If he finds there are still more things to say than what his Shou (hand) could bring out, or if his bamboo and orchids could not depict all his message and represent all his feelings, he rather writes extra poems or even more bamboo or orchids with more poems to go with the first portion. It is also true that when a poet feels his poem is not very efficient to express his mood, he writes
some bamboo and orchids as the complement.
Training in brushwork and in the symbolism related to moods and feelings was part of the traditional education of a scholar. Up to modern times the discipline was still very much emphasized of practicing and memorizing in both calligraphic styles and painting modes and in the study of the Classics and ancient poetry. Actually, it was a matter of course to write,
to be one of the literati. The preliminary steps require many diligent years and account for two important features of Chinese art, which traditionally covers poetry, calligraphy and painting. The first is the close relationship between painting and calligraphy. The same soft, pointed brush is used with a consequent emphasis on high standards of brushwork. The second feature is the traditional view that painting, or writing, is not a profession but an extension of the art of living, for the practice of the Tao (the way) of painting, writing and carving is part of the Tao to human conduct and thought, of living in harmony with the laws of Tao, the Universe, the basic Chinese concept of order and harmony in nature.

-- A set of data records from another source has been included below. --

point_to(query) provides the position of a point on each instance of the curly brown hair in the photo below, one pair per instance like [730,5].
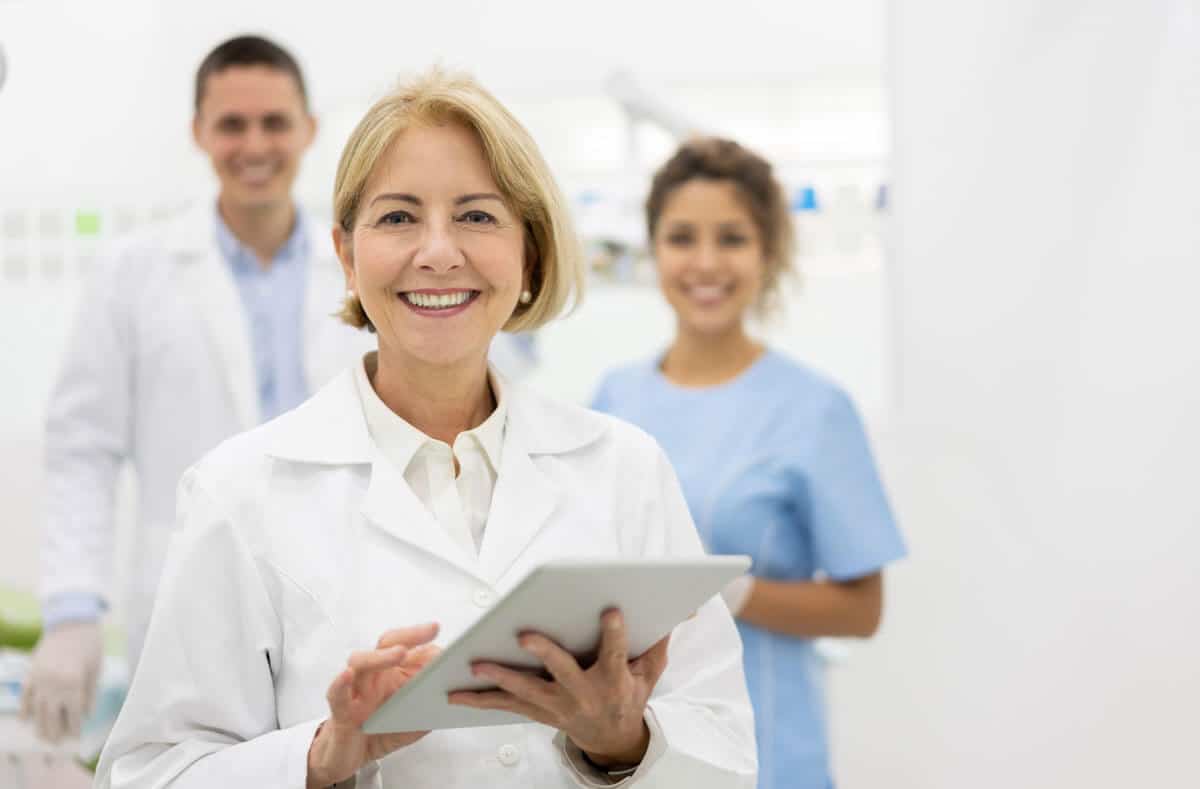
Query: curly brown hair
[724,160]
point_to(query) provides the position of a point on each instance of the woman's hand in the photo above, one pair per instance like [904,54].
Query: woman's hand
[371,676]
[600,709]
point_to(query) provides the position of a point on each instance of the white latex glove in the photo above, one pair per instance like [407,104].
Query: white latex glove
[61,681]
[737,592]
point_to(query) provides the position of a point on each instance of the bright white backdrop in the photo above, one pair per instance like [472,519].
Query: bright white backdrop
[1045,449]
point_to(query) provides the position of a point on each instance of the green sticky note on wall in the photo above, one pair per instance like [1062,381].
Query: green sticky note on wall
[87,223]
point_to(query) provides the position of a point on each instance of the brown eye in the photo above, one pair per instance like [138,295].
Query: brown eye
[232,125]
[478,217]
[396,217]
[276,122]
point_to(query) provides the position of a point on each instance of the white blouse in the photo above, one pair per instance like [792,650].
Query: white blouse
[460,504]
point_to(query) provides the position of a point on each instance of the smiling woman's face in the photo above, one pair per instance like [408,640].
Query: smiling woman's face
[436,256]
[709,257]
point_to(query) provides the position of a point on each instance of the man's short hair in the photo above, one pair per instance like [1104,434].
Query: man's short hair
[249,50]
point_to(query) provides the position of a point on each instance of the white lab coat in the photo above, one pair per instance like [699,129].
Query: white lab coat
[160,371]
[299,543]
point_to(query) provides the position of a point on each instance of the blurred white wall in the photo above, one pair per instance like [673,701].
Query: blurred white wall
[1048,441]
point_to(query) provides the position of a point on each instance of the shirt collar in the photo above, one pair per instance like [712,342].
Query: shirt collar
[238,256]
[400,441]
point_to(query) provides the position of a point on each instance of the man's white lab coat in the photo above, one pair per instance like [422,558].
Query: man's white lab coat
[157,372]
[299,544]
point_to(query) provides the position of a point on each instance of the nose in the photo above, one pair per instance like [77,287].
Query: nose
[255,142]
[708,256]
[438,253]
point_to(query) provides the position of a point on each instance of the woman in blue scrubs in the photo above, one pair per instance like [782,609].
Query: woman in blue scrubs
[772,455]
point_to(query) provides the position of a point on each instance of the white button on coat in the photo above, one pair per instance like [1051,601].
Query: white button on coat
[509,754]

Calligraphy by this author
Chinese arts have usually been an expression of maturity. Most of the great masters first distinguished 'themselves as officials, scholars, poets, or expert calligraphers before they turned to painting. Because of their maturity, the masters believed that a painting was, or at least should be, a revelation of the nature of the man who painted it, and of his mood and feelings at the moment he painted it. This is the fundamental contention of the Wen-jen-hua or literati painting theory. It has been repeatedly written in many Chinese books that the expressive content of a painting depends more upon the artist's own personal qualities and his transient feelings than upon the qualities of the subject represented. A man of wide learning, refinement, and noble character will, if he adds to these attributes a moderate degree of acquired technical ability, produce paintings of a superior kind.
Although, according to ancient Chinese records, pictorial writing was one of the early ways of communication, it never developed into an art form, i.e., calligraphy, until the days of Confucius and even later. And due to the Confucian doctrine, the skills of a scholar, such as playing musical instruments, painting and making seal chops, are never too highly praised, but the superiority of his poetry and his calligraphy is a permanent guide to his excellence in art. A master who is considered as a man of three exquisitenesses
in the history of Chinese art is always at first a poet. When these exquisitenesses are written of, the order is: poems first, calligraphy second and painting last. Many art critics in traditional China agreed that what is implicitly contained in a place of writing is likely to be more profound and meaningful than what is explicitly stated in a painting. The expression of what is either too subtle or too strong for direct verbal statement is the only reason to have painting as a substitute for literature. Thus, the literati painting are productions of the virtue of concealment, or of the way of indirection, just as Chinese poems also usually are.